Nonetheless, Annie’s altering forms of liquids do not separate from one another but all connect together like a body of water, for the tense of the poem remains the present tense throughout all these metamorphoses. Her interior state moves and merges blood, the reddest wine, with gasoline and seawater, moves and merges hurt, constraint, with defense, with the vast interiority of “salt” water. However, all these different interiorities cannot exist on their own but shielded by glass, fire, and iron. The poem still begins and ends with her blood and wine state as a frame that still constrains her. Annie cannot achieve complete liberation from her background or the persecution of her womanhood. She must always keep guard of herself by imposing a shell to protect her womanhood.

Learning to Live With Injury

“Queerness,” writes Love, is “both abject and exalted” (3). This contradiction permeates the queer studies as one side aspires to “fix” the abjection by disregarding it and imagining a utopia, while the other emphasizes the suffering of queer lives.

The attempt to deny the past, without properly dealing with it, can misfire; such an attempt is only “a symptom of haunting,” of pretending without succeeding (1). Queer novels, like The Well of Loneliness, that anchor in queer suffering, are the novels that stay and haunt the readers the most, not the happy ones. Suffering seizes while happiness makes us forget. The forcibly imagined utopia for queer lives can create a delusion, a discrepancy between reality and fiction, and ultimately, apathy. In another word, we don’t care about ourselves when we are happy and others don’t care about us when we are happy (or pretend to be). The “mass-mediated images of attractive, well-to-do gays and lesbians” can generate apathy on a larger scale, within the public (3). We have had our equity, so why should anyone care about us, why should pay attention to the “reality of ongoing violence and inequality” (3). Denial of this reality for an “imaginative fix” makes it easier to happen again, to allow it to keep happening unchecked. Denial can also disregard the legacy of our ancestors, disregarding what has propelled and led us here. Love says we cannot risk such amnesia.
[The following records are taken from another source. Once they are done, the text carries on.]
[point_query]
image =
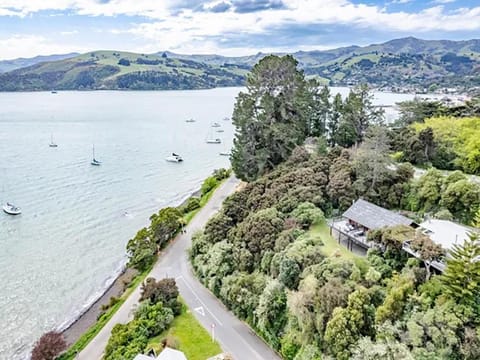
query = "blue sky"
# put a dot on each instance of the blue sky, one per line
(228, 27)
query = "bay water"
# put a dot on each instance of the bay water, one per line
(68, 245)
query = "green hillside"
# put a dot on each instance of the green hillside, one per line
(401, 63)
(121, 71)
(407, 63)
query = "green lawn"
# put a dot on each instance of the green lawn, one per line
(192, 338)
(331, 245)
(83, 341)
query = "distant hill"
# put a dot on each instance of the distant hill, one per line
(122, 71)
(407, 63)
(9, 65)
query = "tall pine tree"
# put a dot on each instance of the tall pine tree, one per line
(271, 117)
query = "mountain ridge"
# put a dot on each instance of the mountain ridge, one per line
(399, 64)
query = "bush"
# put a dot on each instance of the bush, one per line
(221, 174)
(49, 346)
(192, 203)
(208, 185)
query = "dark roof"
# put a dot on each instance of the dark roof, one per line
(372, 216)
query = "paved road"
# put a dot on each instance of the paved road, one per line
(233, 335)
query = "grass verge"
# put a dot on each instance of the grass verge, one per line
(84, 340)
(195, 342)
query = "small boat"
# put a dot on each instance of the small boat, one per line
(94, 161)
(52, 143)
(174, 158)
(11, 209)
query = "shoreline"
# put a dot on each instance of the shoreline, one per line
(88, 317)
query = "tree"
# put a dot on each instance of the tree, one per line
(306, 214)
(427, 250)
(124, 62)
(320, 113)
(426, 139)
(339, 187)
(271, 117)
(348, 324)
(164, 291)
(367, 349)
(461, 277)
(141, 250)
(359, 112)
(49, 346)
(165, 224)
(334, 120)
(270, 313)
(462, 199)
(371, 162)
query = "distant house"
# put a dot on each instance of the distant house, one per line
(166, 354)
(363, 216)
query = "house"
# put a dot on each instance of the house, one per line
(444, 233)
(166, 354)
(363, 216)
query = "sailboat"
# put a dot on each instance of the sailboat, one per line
(52, 144)
(212, 140)
(11, 209)
(94, 161)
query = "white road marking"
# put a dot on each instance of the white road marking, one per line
(200, 310)
(199, 300)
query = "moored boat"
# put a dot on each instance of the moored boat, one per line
(11, 209)
(94, 161)
(174, 158)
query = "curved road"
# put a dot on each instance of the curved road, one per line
(233, 335)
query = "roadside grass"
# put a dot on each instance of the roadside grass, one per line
(192, 338)
(85, 339)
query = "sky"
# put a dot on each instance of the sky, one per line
(227, 27)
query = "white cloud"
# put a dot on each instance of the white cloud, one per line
(68, 33)
(17, 46)
(193, 31)
(185, 30)
(443, 1)
(401, 1)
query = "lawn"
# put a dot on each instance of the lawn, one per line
(192, 338)
(331, 245)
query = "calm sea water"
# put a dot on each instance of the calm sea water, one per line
(69, 242)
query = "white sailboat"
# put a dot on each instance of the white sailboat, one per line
(52, 143)
(174, 158)
(211, 139)
(11, 209)
(94, 161)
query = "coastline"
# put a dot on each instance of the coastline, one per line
(88, 317)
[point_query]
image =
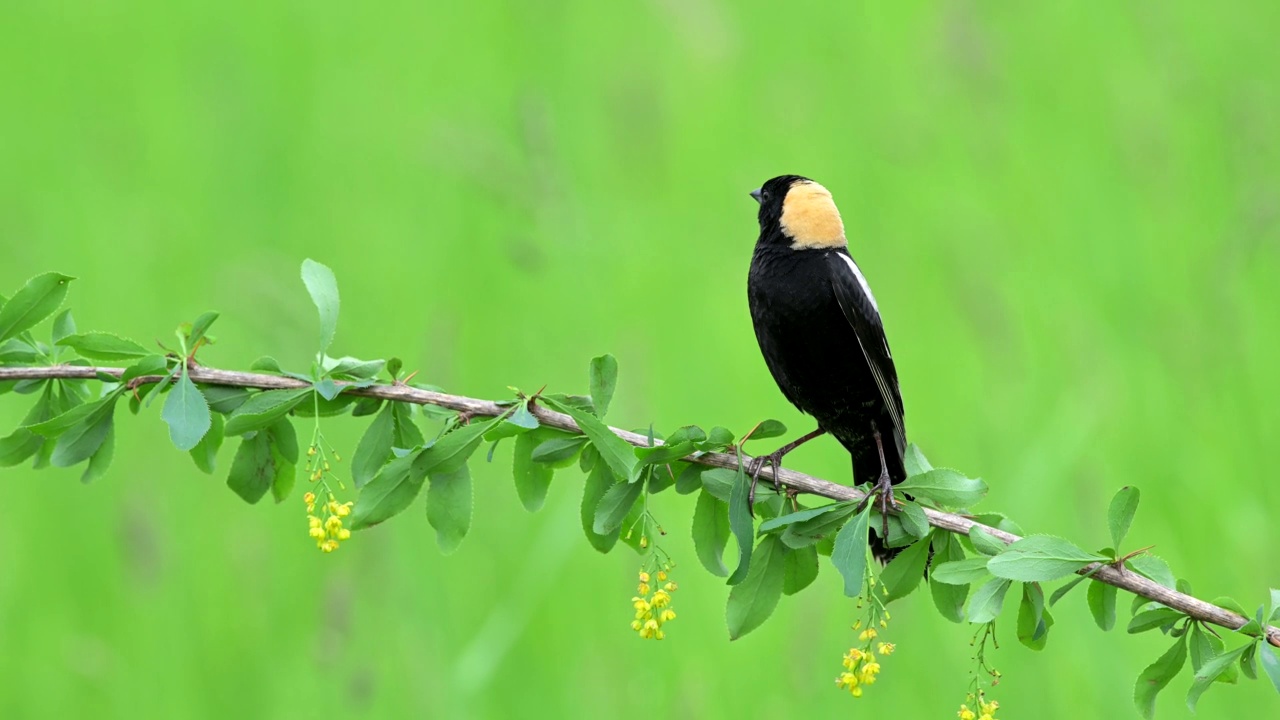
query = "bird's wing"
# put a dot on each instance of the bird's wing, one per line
(859, 308)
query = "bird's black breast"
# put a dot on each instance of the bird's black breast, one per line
(814, 354)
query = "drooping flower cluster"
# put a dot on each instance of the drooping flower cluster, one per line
(325, 528)
(653, 604)
(984, 710)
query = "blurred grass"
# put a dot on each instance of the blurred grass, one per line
(1070, 220)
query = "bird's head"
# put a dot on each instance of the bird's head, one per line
(800, 213)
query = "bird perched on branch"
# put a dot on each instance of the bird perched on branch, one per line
(821, 333)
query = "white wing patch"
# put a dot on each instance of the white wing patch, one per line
(862, 281)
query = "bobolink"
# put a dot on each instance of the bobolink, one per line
(821, 333)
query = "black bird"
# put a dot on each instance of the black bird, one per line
(821, 333)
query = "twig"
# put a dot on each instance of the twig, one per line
(1120, 578)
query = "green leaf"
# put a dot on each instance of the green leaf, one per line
(452, 450)
(448, 506)
(603, 381)
(323, 287)
(799, 516)
(767, 429)
(598, 482)
(63, 326)
(389, 493)
(374, 447)
(186, 413)
(988, 600)
(800, 569)
(1102, 604)
(740, 523)
(1270, 664)
(945, 487)
(1033, 618)
(915, 461)
(711, 533)
(35, 301)
(104, 346)
(960, 572)
(101, 458)
(263, 409)
(205, 454)
(850, 552)
(752, 601)
(615, 506)
(254, 468)
(82, 440)
(199, 328)
(533, 478)
(1210, 671)
(1038, 559)
(1153, 569)
(984, 542)
(1157, 675)
(1151, 619)
(613, 450)
(1120, 514)
(949, 598)
(905, 572)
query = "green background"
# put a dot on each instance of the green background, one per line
(1069, 215)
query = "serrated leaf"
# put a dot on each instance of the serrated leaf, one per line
(960, 572)
(374, 449)
(800, 569)
(104, 346)
(915, 461)
(1153, 569)
(711, 533)
(598, 482)
(752, 601)
(63, 326)
(101, 458)
(1152, 619)
(1120, 514)
(36, 300)
(988, 600)
(849, 555)
(984, 542)
(252, 469)
(603, 381)
(613, 450)
(615, 506)
(186, 413)
(1038, 559)
(1157, 675)
(448, 506)
(531, 478)
(945, 487)
(740, 523)
(1211, 670)
(263, 409)
(767, 429)
(949, 598)
(1033, 618)
(205, 454)
(389, 493)
(323, 287)
(1102, 604)
(905, 572)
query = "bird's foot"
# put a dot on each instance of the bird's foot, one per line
(882, 493)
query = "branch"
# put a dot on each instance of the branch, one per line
(959, 524)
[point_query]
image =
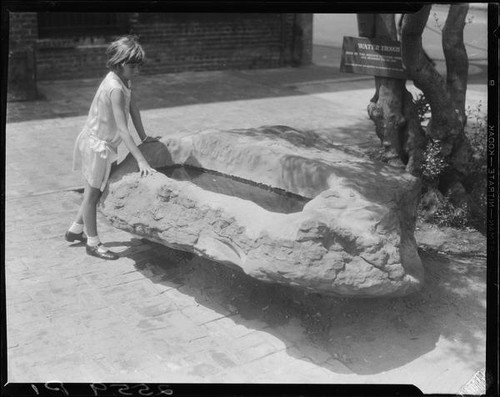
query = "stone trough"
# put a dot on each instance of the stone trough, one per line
(354, 237)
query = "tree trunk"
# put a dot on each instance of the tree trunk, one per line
(392, 108)
(446, 124)
(457, 62)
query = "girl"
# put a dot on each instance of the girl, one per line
(105, 128)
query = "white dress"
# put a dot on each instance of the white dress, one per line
(96, 147)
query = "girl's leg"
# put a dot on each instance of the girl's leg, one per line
(88, 209)
(89, 213)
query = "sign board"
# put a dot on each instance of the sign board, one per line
(376, 57)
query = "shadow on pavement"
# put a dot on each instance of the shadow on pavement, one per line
(368, 336)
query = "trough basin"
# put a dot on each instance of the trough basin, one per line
(345, 225)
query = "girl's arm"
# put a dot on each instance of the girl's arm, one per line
(135, 115)
(118, 104)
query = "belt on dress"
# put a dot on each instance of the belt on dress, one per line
(102, 147)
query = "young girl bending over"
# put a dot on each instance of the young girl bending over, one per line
(106, 127)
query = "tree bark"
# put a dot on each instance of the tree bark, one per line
(457, 62)
(446, 98)
(392, 109)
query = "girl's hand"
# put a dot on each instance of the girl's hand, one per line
(145, 169)
(149, 139)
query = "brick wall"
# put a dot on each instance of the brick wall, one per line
(23, 32)
(184, 42)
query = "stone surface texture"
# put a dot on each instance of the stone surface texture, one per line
(355, 238)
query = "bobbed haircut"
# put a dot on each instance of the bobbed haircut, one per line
(126, 49)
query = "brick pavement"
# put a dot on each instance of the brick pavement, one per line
(158, 315)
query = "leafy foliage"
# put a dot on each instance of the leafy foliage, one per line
(445, 213)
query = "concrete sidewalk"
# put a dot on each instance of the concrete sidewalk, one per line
(158, 315)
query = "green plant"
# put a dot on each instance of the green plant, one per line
(476, 132)
(449, 215)
(434, 163)
(423, 108)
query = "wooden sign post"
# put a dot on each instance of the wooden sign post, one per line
(376, 57)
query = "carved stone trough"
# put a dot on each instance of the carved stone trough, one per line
(354, 238)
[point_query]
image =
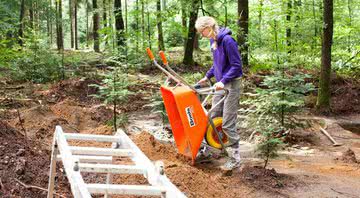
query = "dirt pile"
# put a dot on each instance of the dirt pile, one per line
(76, 89)
(7, 130)
(193, 181)
(265, 179)
(348, 156)
(39, 122)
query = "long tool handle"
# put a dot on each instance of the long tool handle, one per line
(168, 73)
(183, 81)
(150, 54)
(163, 57)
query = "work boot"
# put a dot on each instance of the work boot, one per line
(233, 161)
(204, 155)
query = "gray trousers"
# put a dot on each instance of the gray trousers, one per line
(228, 110)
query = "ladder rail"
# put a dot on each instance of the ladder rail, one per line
(77, 159)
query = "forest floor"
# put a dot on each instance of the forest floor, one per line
(308, 167)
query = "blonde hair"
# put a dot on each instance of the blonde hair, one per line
(208, 22)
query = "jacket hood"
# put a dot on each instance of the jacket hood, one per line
(222, 33)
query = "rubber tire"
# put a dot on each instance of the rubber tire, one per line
(209, 137)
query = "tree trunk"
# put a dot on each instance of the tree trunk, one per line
(96, 22)
(288, 28)
(126, 19)
(119, 23)
(350, 24)
(189, 49)
(21, 24)
(87, 23)
(59, 32)
(324, 94)
(149, 31)
(243, 22)
(71, 7)
(161, 45)
(105, 21)
(31, 14)
(76, 28)
(183, 20)
(261, 4)
(51, 23)
(137, 27)
(143, 23)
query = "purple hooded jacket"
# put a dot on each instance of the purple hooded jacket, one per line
(227, 61)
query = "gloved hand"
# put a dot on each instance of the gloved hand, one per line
(203, 81)
(219, 86)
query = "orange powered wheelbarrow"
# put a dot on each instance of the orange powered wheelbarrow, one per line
(190, 121)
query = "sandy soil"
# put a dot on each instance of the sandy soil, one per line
(321, 171)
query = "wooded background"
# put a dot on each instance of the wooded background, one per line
(305, 34)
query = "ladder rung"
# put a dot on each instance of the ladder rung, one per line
(126, 189)
(98, 138)
(100, 151)
(90, 158)
(111, 168)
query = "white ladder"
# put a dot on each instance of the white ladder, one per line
(99, 160)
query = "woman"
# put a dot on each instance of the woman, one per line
(227, 70)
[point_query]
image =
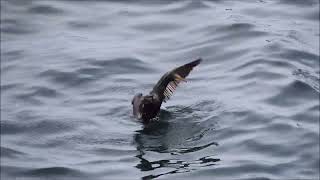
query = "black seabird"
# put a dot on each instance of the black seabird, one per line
(147, 107)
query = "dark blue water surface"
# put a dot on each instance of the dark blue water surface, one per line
(69, 69)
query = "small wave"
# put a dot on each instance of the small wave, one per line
(313, 80)
(44, 9)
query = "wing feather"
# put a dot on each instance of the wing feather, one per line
(170, 80)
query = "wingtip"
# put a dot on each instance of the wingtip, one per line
(196, 62)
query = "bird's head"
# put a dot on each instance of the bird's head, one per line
(141, 105)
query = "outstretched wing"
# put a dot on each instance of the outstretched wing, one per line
(170, 80)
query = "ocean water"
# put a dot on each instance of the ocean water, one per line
(69, 69)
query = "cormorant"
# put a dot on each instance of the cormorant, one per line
(147, 107)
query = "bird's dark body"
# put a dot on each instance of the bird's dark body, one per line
(148, 107)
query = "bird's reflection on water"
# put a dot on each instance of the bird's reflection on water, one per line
(176, 133)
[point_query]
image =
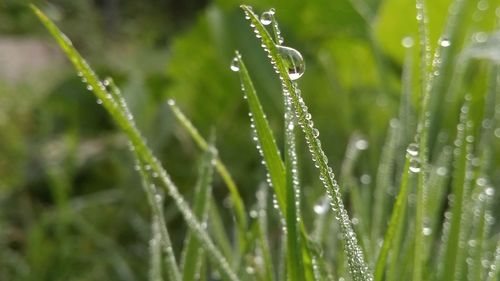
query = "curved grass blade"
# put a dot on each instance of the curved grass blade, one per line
(239, 206)
(356, 260)
(193, 253)
(282, 176)
(138, 144)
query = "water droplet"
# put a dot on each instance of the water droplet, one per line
(267, 17)
(427, 231)
(253, 213)
(235, 65)
(489, 191)
(412, 149)
(407, 42)
(320, 208)
(361, 144)
(444, 42)
(293, 61)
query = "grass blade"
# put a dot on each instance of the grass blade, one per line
(356, 260)
(159, 228)
(460, 194)
(138, 144)
(239, 206)
(193, 253)
(266, 143)
(395, 222)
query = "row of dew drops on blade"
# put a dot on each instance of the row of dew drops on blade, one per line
(292, 58)
(295, 67)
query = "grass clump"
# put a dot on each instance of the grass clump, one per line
(443, 198)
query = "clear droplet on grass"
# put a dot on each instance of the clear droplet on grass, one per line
(444, 42)
(293, 61)
(267, 17)
(412, 149)
(407, 42)
(235, 65)
(320, 208)
(361, 144)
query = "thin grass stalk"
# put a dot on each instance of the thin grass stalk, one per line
(239, 205)
(356, 260)
(138, 144)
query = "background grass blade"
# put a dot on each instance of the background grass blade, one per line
(357, 265)
(137, 142)
(192, 255)
(239, 205)
(395, 222)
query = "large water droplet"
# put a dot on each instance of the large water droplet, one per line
(293, 60)
(267, 17)
(235, 65)
(444, 42)
(412, 149)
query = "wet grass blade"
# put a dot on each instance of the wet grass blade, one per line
(282, 175)
(460, 192)
(138, 144)
(395, 222)
(356, 260)
(239, 206)
(193, 253)
(155, 199)
(266, 143)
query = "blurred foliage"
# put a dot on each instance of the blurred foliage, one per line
(67, 183)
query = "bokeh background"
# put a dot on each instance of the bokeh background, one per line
(71, 204)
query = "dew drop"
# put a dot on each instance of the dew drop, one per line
(267, 17)
(320, 208)
(412, 149)
(361, 144)
(235, 65)
(315, 132)
(293, 61)
(444, 42)
(427, 231)
(407, 42)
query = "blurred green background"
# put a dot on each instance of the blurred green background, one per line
(71, 206)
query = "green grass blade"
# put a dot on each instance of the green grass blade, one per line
(155, 200)
(263, 233)
(239, 206)
(422, 138)
(137, 143)
(460, 187)
(356, 260)
(294, 240)
(216, 227)
(193, 253)
(384, 183)
(395, 222)
(155, 269)
(266, 143)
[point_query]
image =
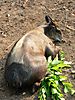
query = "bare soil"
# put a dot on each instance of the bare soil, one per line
(20, 16)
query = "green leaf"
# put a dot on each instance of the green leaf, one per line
(55, 62)
(72, 91)
(66, 89)
(62, 78)
(54, 91)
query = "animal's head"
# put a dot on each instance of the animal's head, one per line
(52, 31)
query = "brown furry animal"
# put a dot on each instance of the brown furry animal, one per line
(26, 62)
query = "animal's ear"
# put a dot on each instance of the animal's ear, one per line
(48, 19)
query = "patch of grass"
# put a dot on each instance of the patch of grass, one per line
(54, 84)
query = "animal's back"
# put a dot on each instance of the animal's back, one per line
(27, 56)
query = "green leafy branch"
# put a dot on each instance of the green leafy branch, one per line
(54, 81)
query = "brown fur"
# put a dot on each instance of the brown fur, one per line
(27, 61)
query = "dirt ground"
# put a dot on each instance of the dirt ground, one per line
(18, 17)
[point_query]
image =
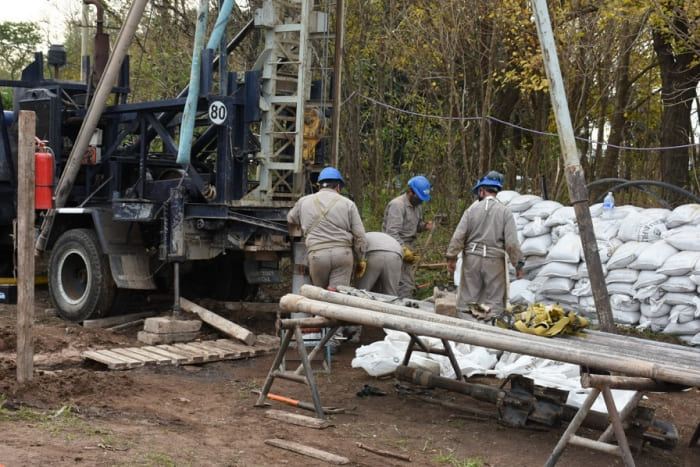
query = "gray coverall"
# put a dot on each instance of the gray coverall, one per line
(384, 261)
(485, 233)
(332, 230)
(403, 221)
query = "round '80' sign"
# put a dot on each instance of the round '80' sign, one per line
(217, 112)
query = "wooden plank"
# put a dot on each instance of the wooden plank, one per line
(114, 320)
(308, 451)
(123, 361)
(298, 419)
(241, 350)
(191, 358)
(228, 327)
(173, 357)
(112, 363)
(211, 347)
(24, 246)
(150, 356)
(196, 352)
(134, 355)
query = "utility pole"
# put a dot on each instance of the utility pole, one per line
(573, 170)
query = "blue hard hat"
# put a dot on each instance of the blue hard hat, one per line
(330, 173)
(493, 180)
(420, 186)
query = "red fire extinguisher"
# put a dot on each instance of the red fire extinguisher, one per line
(43, 183)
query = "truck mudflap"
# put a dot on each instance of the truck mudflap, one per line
(131, 271)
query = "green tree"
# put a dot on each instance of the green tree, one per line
(18, 41)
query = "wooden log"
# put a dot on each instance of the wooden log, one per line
(308, 451)
(589, 380)
(493, 337)
(24, 246)
(251, 307)
(298, 419)
(227, 327)
(115, 320)
(384, 453)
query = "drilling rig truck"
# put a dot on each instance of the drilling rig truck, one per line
(134, 216)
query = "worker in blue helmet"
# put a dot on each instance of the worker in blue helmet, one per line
(403, 220)
(486, 236)
(332, 230)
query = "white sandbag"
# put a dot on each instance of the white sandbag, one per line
(655, 309)
(679, 264)
(657, 213)
(505, 196)
(583, 271)
(683, 313)
(586, 304)
(622, 275)
(534, 262)
(596, 210)
(626, 316)
(675, 298)
(653, 256)
(568, 301)
(542, 209)
(624, 303)
(520, 292)
(522, 203)
(520, 221)
(559, 269)
(691, 327)
(568, 249)
(683, 214)
(621, 212)
(654, 324)
(563, 215)
(678, 284)
(536, 246)
(605, 229)
(624, 288)
(562, 230)
(535, 228)
(649, 278)
(640, 228)
(648, 293)
(684, 239)
(624, 255)
(582, 288)
(695, 340)
(606, 248)
(555, 285)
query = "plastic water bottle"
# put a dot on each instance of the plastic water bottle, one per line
(608, 205)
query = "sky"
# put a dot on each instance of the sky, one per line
(50, 15)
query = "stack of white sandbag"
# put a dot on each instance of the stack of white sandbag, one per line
(650, 258)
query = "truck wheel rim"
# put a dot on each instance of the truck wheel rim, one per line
(74, 277)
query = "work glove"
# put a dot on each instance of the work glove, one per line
(408, 256)
(360, 268)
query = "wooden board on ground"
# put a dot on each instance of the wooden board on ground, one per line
(181, 354)
(308, 451)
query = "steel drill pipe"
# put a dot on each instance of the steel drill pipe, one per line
(527, 344)
(600, 341)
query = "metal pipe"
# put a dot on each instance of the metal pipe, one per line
(599, 342)
(190, 111)
(574, 172)
(514, 341)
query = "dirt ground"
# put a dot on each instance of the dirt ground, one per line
(76, 412)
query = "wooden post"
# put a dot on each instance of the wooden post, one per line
(25, 246)
(574, 171)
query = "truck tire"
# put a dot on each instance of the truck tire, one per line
(80, 280)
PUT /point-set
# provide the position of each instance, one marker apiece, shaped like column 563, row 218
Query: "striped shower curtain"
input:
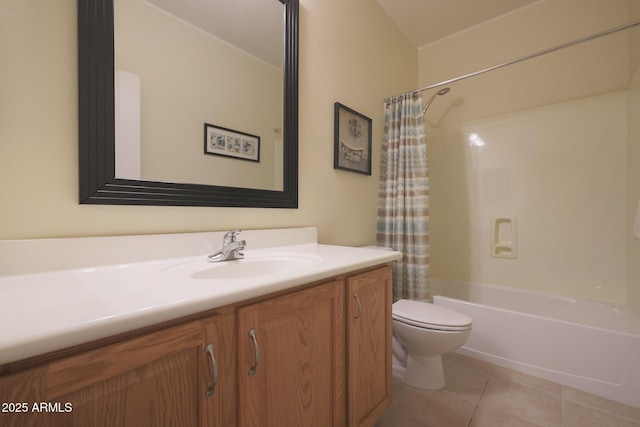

On the other hand, suffering can individualize as well, meaning that we can become it, be consumed by it, and, as Love cautioned, be “destroyed” by it (1). And so the challenge for Love is to understand suffering and not be consumed into the totally crippling victimhood. Even though she claims she does not know how dwelling into the “dark side” can brighten queer lives, she does not mean to brighten it, at least not in the sense of “wishful thinking” or an amnesiac “utopian desire.” Going backward and “feeling backward” on “painful and traumatic” queer literature is not to be equated with being retrograde or homophobic. Love means to understand the past, to move beyond victimhood, to reconcile, in order to live better, to engage with the “archive of feeling,” to honor the roots of queer literary history (4).  Such roots indelibly always involve suffering and without such roots, the propagation and history of queer lives and queer literature would not be possible. The future of queer lives, then, depends on how to reconcile with that suffering, to understand what it meant to be “living with injury——not fixing it” (4). No denial or utopia can advance our lives if we cannot understand and reconcile with the unavoidable rememory of our own lives.